3.6.25

Os “expatriados” de que ninguém fala

 


«Há uma divisão curiosa no mundo da mobilidade humana: aquela que distingue os “imigrantes” dos “expatriados”. Já repararam que, de uma forma geral, um americano ou um britânico são “expatriados” em Portugal, mas os brasileiros, moçambicanos, indianos e paquistaneses são “imigrantes”? Diz-se que a diferença está relacionada com as qualificações profissionais, mas temos de admitir que também está com a diferença de riqueza entre o país de origem e o país de acolhimento. É engraçado como estes termos, que têm zero significado jurídico, são passivamente aceites e usados, legitimando-se como que uma distinção entre “imigrantes de primeira” e de “segunda categoria”.

Muito nos temos preocupado com os imigrantes, e pouco se fala dos expatriados. Muitos deles procuram o nosso país para trabalhar remotamente, gozar a reforma ou investir. Os discursos utilitaristas do “precisamos de imigrantes”, e a permanente tabela de “entradas e saídas de dinheiro” nas nossas contas públicas devido à imigração, nada falam das contribuições desta outra imigração. E tal estudo seria importante, já que muitas destas pessoas beneficiam de regimes de IRS mais favoráveis, mas poderão ter um poder de compra muito superior ao dos cidadãos que cá trabalham e descontam.

O algoritmo do Instagram, por me saber interessada em matéria de imigração em Portugal, impinge-me constantemente inúmeras páginas de Real Estate que garantem que está aqui o Eldorado para ganhar o “Passaporte Europeu”: “What’s the NUMBER ONE Way to Gain Access to Europe Without Moving there Full Time? – Welcome to Portugal’s Golden Visa” (retirado de um anúncio real). Como este há muitos mais. Influencers pululam no Instagram a garantir as maravilhas do nosso país, desde trabalho remoto e ausência de impostos, até ao serviço nacional de saúde, bom tempo, vida calma e escolas que servem sopa ao almoço. Não é por acaso que a revista The Economist reportava que Portugal seria um dos 12 países escolhidos por licenciados americanos se estes quisessem abandonar o seu país. Os anúncios do Instagram continuam. Diz outro: “Did you know that Portugal’s Golden Visa Leads to Citizenship?”. É certo que explica que se tem de estar 5 anos a “residir cá”, sendo que a “residência” não custa muito: promete o anúncio que basta cá passar de 7 a 14 dias por ano no território.

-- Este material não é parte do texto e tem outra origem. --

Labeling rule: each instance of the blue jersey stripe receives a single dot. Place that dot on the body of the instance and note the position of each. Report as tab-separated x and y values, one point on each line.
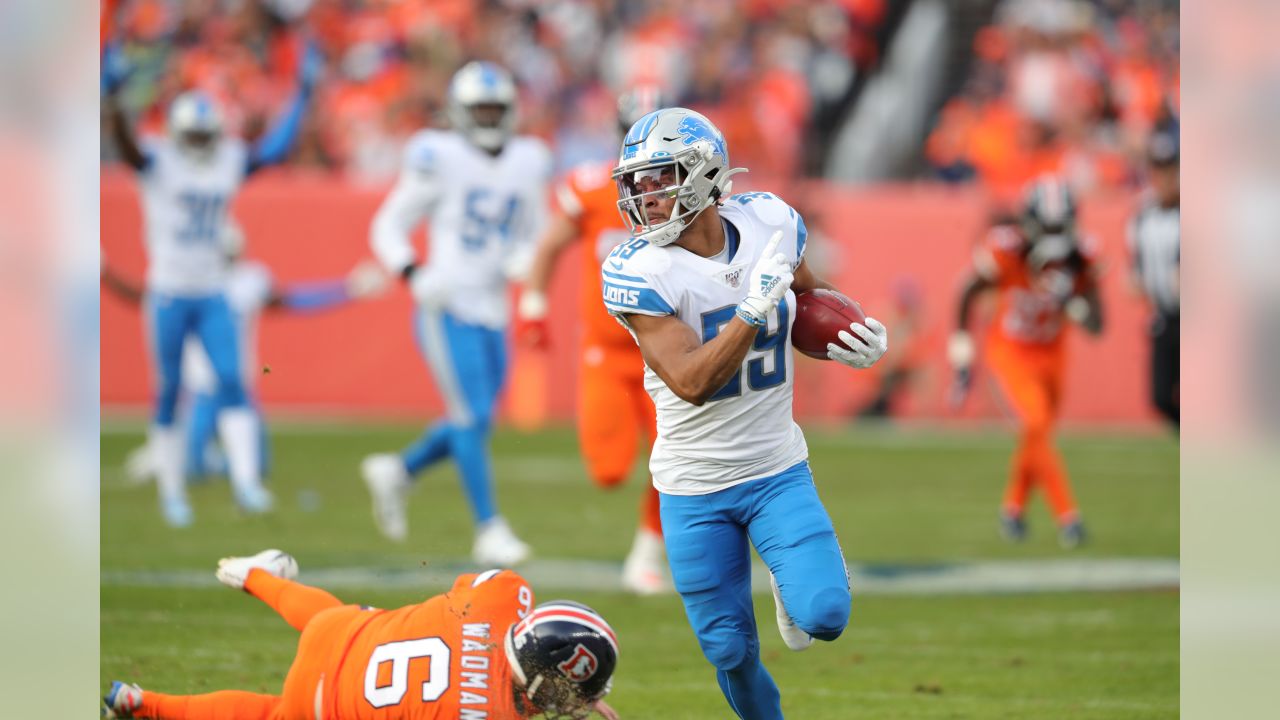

Os regimes de vistos gold há muito que são polémicos e levaram, em abril, a que o Tribunal de Justiça da União Europeia condenasse Malta por conceder a nacionalidade a troco de investimentos no país. Luxemburgo considerou que se tratava de uma venda da cidadania da União Europeia. Ora, já há uns anos, o Parlamento Europeu aconselhou a que pura e simplesmente se abandonassem estes regimes em todos os Estados-membros.

Estamos tão preocupados em demonstrar que os trabalhadores brasileiros contribuem para as contas nacionais, que nos esquecemos de procurar que efeitos estão estes “expatriados” a produzir nas mesmas. E, já agora, noutros pontos não menos importantes da nossa sociedade, como a habitação ou a sobrecarga de serviços públicos. Tal como se faz em relação aos imigrantes, era bom que se começasse a pensar os efeitos que os “expatriados” produzem. É verdade que estão a contribuir para que tudo aqui encareça – casas, restaurantes, bens de consumo – tornando Portugal um país impossível para os portugueses e imigrantes viverem? É verdade que os “expatriados” contribuem para as nossas contas públicas e para um PIB melhor? E já agora, estão também a afundar a AIMA? Quase nada se sabe, mas era urgente perceber, afinal, o que é, o que faz e que efeitos potencialmente negativos produz esta imigração no nosso país.»